From March to June 2020, schools and universities in Africa were closed. Orange Middle East & Africa then brought together many players around a common objective: guarantee a minimum of educational continuity. The major educational and cultural content platforms (Wikipedia, Khan Academy, Wiki books, Gutenberg Project, etc.) have been asked to give the rights to install their content, in French, English and Arabic on their Pan-African Data Center based in Ivory Coast. This was a technical prerequisite so that mobile network access to this content could be made free.

Content from ministries of education (French, Burkinabe, Moroccan, etc.) and startups (Ivorian, Congolese, etc.) as well as university courses (virtual universities of Tunis and Senegal, French Technological University Institutes) were added to the plan.

Fifteen Orange MEA subsidiaries then made free the mobile network connections to this content. The equivalent of 10 million dedicated education packages were offered.

The general mobilization must not stop, but must be encouraged, because the digital education revolution in Africa must continue, for the equality regarding education and for the stability and development of countries.

Telecom26 and SystemOne - Using IoT for COVID testing in Malawi and Zimbabwe -

To date, more than 30,000 COVID tests in Malawi and Zimbabwe have been assessed over the past three months thanks to the IoT network of Telecom26. The programme has been so successful that it will be rolled out in multiple other countries in Africa in the near future (NDAs in place).

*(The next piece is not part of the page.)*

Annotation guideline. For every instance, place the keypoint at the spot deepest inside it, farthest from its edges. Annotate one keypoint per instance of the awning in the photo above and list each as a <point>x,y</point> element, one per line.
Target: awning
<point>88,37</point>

This project has provided a blueprint for countries around the world where people live in remote areas with no hospitals and poor network coverage.

SystemOne's medical diagnostics software has been installed onto the laptops and tablets of healthcare professionals enabling them to send test results and other information to a central remote platform where medical conditions can be diagnosed, treatment plans developed and then sent back for implementation on the ground.

Key to the success of SystemOne's remote medical diagnosis system is reliable connectivity; speed of diagnosis and treatment is often the difference between life and death with COVID - and many infectious diseases.